Histograms are column-shaped charts, in which each column represents a range of the values, and the height of a column corresponds to how many values are in that range.
Histograms are the most useful tools to say something about a bouquet of numeric values. Compared to other summarizing methods, histograms have the richest descriptive power while being the fastest way to interpret data – the human brain prefers visual perception.
However, if you are not careful, viewers will not be able to understand your histogram, or you may fail to get the most out of it. It is especially important to specify the optimal bin size.
Histogram vs Bar Graph
Histograms may seem identical to bar graphs at first sight. Both are column-shaped and numerous standing rectangles are placed after each other. But the usage of these two differ significantly.
Bar Graphs are used to compare different categories of data, and the scaling is applied to measure the extreme values of the categories within one chart. Columns can be placed vertically or horizontally.

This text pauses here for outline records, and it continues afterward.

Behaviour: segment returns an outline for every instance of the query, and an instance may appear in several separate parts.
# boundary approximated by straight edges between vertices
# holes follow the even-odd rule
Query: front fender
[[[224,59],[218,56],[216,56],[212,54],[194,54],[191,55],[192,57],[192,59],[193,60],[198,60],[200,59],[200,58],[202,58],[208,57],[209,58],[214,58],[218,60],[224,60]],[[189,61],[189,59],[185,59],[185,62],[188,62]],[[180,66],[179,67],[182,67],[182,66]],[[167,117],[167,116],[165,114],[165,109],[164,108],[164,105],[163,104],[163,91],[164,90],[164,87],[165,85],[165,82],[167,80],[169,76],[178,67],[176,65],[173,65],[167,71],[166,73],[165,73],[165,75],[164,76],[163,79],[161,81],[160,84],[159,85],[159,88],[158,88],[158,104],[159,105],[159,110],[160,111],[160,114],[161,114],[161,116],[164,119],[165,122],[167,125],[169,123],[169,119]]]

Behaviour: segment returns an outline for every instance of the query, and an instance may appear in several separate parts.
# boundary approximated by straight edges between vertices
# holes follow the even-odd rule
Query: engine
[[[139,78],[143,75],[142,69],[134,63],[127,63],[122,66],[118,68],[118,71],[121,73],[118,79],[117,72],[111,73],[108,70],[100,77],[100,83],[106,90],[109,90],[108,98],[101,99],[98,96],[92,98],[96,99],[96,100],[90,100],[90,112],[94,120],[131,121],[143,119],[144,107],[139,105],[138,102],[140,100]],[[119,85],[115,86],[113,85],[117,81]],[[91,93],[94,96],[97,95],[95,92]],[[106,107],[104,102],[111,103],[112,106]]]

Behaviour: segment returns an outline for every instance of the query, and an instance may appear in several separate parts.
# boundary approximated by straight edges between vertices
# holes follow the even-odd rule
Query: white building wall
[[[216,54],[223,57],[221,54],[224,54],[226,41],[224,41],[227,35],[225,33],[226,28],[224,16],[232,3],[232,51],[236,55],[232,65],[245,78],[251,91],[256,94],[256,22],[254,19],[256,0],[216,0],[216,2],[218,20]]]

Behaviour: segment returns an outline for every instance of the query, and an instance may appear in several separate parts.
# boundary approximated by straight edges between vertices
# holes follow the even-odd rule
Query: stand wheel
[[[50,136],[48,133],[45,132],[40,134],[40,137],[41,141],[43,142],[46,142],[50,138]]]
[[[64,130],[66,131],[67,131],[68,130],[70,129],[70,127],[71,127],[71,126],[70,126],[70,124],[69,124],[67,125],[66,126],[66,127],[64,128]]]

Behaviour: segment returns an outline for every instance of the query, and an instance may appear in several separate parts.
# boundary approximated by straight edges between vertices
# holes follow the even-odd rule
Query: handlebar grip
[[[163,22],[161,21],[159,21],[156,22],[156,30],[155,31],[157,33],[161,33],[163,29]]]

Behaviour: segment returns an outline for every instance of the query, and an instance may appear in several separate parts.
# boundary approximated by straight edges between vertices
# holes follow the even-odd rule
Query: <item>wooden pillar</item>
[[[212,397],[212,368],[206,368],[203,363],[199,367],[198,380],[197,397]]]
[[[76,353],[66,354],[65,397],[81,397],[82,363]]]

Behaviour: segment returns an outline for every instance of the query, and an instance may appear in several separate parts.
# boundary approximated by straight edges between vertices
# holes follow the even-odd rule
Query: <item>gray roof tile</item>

If they are vertical, we speak about a column chart, where the vertical axis contains the scale while the horizontal axis shows the categories like: age group, year, months, etc. Major disadvantage of this chart is that naming of the columns is impossible if there are too many categories.
If you want to see the development of data within your chart, histograms will be your choice.In a histogram, the horizontal axis shows frequency and vertically you can see the interval or time range values. This way, you can get a picture of data distribution and you can clearly see the outliers in your set of data.
Why Choose Histograms?
If you have a set of data values, you probably want to share this information with your boss or co-workers to make better business decisions based on the information contained in these data. Instead of showing the numbers it is better if you use visuals.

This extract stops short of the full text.